See how they grow: Monitoring single bacteria without a microscope

With an invention that can be made from some of the same parts used in CD players, U-M researchers have developed a way to measure the growth and drug susceptibility of individual bacterial cells without the use of a microscope.

The new biosensor promises to speed treatment of bacterial infections, says Raoul Kopelman, who is the Richard Smalley Distinguished University Professor of Chemistry, Physics and Applied Physics and a professor of biomedical engineering, biophysics and chemical biology.
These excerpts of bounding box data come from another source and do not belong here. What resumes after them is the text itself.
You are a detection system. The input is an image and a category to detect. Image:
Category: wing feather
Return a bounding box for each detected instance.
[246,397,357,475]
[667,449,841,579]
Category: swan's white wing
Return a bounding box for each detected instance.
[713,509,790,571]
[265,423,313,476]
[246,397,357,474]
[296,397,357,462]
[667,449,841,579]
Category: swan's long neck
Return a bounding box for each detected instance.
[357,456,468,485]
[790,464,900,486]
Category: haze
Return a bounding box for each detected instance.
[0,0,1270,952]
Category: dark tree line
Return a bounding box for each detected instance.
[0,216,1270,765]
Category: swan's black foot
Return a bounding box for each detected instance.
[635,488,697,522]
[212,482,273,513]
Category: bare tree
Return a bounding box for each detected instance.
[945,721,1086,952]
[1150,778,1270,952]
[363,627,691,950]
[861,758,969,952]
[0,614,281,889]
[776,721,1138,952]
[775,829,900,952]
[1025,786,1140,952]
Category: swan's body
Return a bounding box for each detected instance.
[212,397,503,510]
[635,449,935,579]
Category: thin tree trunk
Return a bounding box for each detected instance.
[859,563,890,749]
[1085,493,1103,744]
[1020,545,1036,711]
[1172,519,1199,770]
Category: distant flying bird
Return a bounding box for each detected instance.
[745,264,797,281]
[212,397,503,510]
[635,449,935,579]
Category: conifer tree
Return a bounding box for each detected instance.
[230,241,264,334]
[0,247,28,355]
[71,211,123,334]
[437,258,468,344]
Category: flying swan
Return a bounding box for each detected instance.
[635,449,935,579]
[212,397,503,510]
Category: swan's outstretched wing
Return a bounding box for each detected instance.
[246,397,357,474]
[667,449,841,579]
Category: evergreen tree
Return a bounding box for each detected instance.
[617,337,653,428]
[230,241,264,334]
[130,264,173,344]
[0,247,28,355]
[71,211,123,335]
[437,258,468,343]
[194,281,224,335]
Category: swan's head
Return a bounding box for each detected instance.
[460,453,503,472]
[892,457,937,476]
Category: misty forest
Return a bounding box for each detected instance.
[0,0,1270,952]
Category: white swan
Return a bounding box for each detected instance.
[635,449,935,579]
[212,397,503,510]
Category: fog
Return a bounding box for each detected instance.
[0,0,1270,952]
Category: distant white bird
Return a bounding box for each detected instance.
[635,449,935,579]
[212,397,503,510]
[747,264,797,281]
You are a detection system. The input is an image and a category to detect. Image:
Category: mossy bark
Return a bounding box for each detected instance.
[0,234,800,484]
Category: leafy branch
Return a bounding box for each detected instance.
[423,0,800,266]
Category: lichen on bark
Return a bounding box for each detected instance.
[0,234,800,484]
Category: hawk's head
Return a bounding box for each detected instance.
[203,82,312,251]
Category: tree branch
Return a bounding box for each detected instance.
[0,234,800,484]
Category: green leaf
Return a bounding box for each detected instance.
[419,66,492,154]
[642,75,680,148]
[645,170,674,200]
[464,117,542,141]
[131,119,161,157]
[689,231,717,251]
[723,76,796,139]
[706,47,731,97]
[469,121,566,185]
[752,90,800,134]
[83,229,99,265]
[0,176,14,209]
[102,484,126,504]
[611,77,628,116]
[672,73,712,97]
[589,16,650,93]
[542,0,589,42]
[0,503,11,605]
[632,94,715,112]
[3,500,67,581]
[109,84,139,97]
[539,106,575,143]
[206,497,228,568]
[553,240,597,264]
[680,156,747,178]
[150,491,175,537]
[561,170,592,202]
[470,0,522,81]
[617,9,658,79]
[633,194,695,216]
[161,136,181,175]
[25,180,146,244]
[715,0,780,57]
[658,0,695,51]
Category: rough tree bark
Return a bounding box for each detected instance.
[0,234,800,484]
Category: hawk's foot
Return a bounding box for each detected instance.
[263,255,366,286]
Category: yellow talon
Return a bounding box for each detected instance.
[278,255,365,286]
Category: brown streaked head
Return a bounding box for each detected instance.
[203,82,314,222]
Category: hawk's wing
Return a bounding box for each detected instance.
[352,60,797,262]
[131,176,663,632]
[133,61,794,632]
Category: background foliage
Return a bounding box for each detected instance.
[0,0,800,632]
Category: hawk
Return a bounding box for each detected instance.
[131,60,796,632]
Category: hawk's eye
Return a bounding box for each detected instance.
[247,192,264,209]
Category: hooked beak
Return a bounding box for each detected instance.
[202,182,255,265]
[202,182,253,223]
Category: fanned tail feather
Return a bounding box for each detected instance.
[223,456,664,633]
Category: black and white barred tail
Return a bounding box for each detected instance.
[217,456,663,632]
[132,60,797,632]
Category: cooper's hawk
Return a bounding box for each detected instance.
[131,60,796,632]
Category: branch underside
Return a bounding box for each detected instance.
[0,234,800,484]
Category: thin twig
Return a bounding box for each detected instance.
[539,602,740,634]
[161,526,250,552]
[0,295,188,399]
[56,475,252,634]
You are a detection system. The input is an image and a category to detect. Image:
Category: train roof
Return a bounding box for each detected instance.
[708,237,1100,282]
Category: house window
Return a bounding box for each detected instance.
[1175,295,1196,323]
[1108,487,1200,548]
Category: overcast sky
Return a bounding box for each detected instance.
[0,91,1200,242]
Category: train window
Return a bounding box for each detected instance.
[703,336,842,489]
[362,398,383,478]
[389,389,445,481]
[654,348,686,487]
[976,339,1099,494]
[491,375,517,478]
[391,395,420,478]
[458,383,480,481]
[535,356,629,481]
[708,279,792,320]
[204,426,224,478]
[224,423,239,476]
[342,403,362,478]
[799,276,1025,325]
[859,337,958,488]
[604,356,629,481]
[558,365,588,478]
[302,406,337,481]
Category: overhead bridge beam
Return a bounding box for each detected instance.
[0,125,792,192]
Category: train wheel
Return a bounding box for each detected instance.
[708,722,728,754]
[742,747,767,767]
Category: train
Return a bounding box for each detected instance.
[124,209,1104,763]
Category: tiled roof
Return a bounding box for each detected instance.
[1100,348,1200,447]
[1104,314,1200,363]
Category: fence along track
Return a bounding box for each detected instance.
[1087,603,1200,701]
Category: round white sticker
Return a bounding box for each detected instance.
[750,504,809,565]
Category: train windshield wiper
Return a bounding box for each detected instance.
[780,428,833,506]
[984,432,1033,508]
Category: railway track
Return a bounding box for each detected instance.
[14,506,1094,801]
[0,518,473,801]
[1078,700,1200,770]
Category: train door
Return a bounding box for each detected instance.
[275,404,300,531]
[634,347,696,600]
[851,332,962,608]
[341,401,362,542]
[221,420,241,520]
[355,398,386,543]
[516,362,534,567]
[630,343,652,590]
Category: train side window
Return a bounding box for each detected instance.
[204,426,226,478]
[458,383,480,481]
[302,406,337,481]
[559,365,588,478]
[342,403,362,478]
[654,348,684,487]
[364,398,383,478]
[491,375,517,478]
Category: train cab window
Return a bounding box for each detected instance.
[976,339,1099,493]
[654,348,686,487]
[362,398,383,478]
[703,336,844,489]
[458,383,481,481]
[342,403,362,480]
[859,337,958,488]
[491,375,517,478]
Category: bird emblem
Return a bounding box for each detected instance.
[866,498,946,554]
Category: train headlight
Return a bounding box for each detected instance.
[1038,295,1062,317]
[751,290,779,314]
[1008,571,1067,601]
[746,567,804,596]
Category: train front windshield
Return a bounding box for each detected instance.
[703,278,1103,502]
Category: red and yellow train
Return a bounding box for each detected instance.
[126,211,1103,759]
Instead of waiting days for culture results, clinicians will be able to determine in minutes the antibiotic best able to treat the infection. This advance, along with the sensor’s potential use in screening existing and newly discovered compounds for antibiotic activity, could improve patient outcome, reduce healthcare costs and reduce the spread of antibiotic resistance.

Because it also detects the response of individual cancer cells, the sensor could someday be used as well in cancer drug development and treatment. The research is reported in the Jan. 15 issue of the journal Biosensors and Bioelectronics.

The device, called an asynchronous magnetic bead rotation (AMBR) sensor, was invented in Kopelman’s lab at U-M. Early development of the sensor, also in the Kopelman lab, was primarily the work of Brandon McNaughton, who was a graduate student at the time. McNaughton went on to found the U-M spinoff Life Magnetics Inc., where as chief technological officer he is further developing the device.

The AMBR sensor uses a spherical, magnetic bead that asynchronously spins in a magnetic field. Just as a pencil attached to a child’s toy top creates drag that affects the way the top spins, anything attached to the bead slows its rate of rotation. In the current work, the researchers attached individual, rod-shaped Escherichia coli bacteria to individual beads and watched what happened, using the newly developed AMBR sensor.

“The method can detect growth of as little as 80 nanometers, making it far more sensitive than even a powerful optical microscope, which has a resolution limit of about 250 nanometers,” says graduate student Paivo Kinnunen, one of the paper’s lead authors, who also is working at Life Magnetics while completing his studies. (While the AMBR sensor does not require a microscope, one was used in the current study to confirm results).

The U-M group demonstrated that the sensor not only can monitor the growth of a single bacterium throughout its life cycle and over multiple generations, but it also can determine when an individual bacterium stops growing, in response to treatment with an antibacterial drug, for instance.

“You can basically tell, within minutes, whether or not the antibiotic is working,” Kinnunen says.

In the near future, “we expect it will be possible to make the determination even quicker,” says graduate student Irene Sinn, the paper’s other lead author.

The device also can be used for monitoring the growth and drug susceptibility of other types of cells, Kinnunen says.

The technology could have far-reaching implications, McNaughton says.

In addition to Kopelman, Kinnunen, Sinn and McNaughton, the paper’s authors are Duane Newton, associate professor of pathology and director of the microbiology/virology laboratory, and Mark Burns, professor and chair of chemical engineering.